A 5,300-gallon gear oil spill
"The Coast Guard received notification at 10:30 a.m. EST of a 5,300-gallon gear oil spill into the St. Marys River. Initial Coast Guard estimates show a sheen that covers an area from the steel mill all the way to the north side of Sugar Island. No injuries or deaths have been reported by Algoma Steel. The Coast Guard is requesting all traffic to stay clear of the impacted area," said the press release.
#Breaking #HappeningNow: @USCGGreatLakes is responding to report of an oil spill on the St. Mary’s River originating from Sault Ste. Marie, #Ontario. Read the full release here: https://t.co/zgyrpwXbYu— USCG Great Lakes (@USCGGreatLakes) June 9, 2022
The Coast Guard further noted that more than 5,300 gallons (around 20,000 liters) of oil spilled, and it had established an incident command team to manage the U.S. response efforts. Captain Anthony Jones, Commander, Sector Sault Sainte Marie said, “We’re working in lock-step with our Canadian, American, and tribal partners to ensure the sanctity of our river.”
The organization added that Coast Guard pollution responders were monitoring the situation and would coordinate the containment with environmental clean-up organizations. The incident halted boat traffic between Lake Superior and Lake Huron for about three hours.
Because the event was a small spill, it did not make the news. This however does not mean it's not important. The majority of oil spills are small ones and collectively together they have a big impact.

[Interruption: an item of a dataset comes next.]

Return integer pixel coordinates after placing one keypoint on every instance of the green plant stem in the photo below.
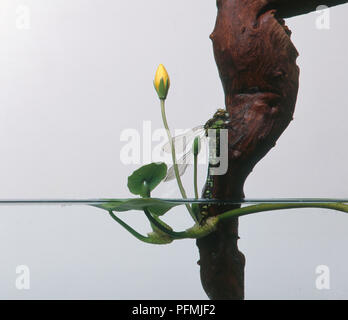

More than 50 such spills in 2022 alone
So far, in 2022 alone, the National Oceanic and Atmospheric Administration (NOAA) has recorded more than 50 such minor oil spills.

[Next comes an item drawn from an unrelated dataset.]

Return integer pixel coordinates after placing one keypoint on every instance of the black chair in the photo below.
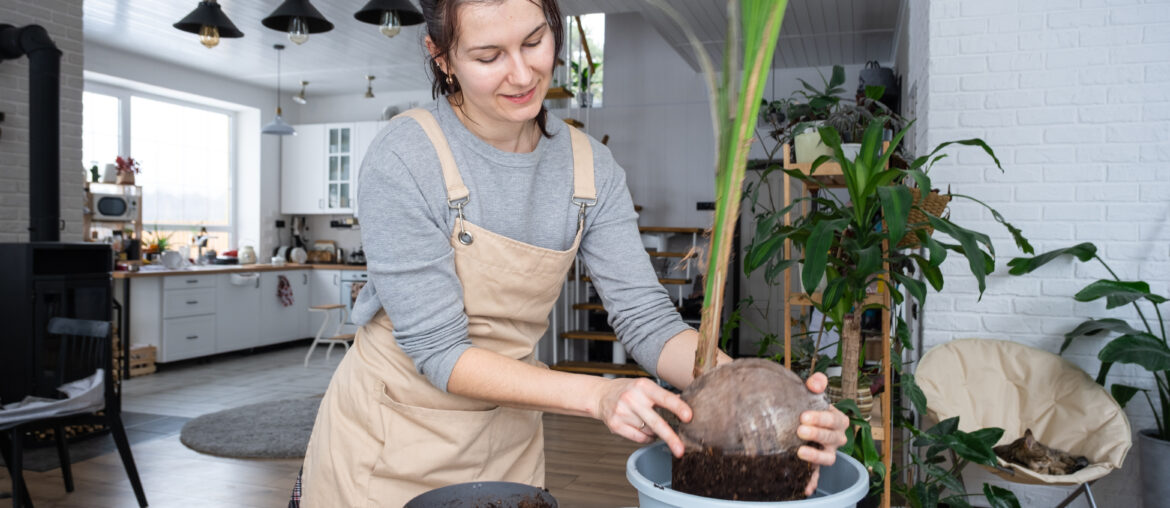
(80, 348)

For now, Algoma Public Health has issued a warning to residents who obtain their water directly from the St. Mary’s River not to drink it and to avoid swimming, bathing, or recreating in the river. Residents were also instructed to keep pets away from the river.
Algoma Steel, the company responsible for the spill, issued the following statement to multiple news agencies: "A quantity of oil left our site early this morning and entered the adjacent waterway. The source of the spill has been safely contained. The Ministry of Environment, Conservation and Parks, the Spills Action Centre, the Canadian Coast Guard, and the City of Sault Ste. Marie have been notified and we are currently coordinating with officials, deploying equipment, resources, and personnel to mitigate any possible impact to the environment."
Despite the firm claiming that the incident has been safely contained, the spill will still affect local fish and birds. And that is something to be concerned with. Perhaps what the company should be focusing on is how to avoid such future incidents.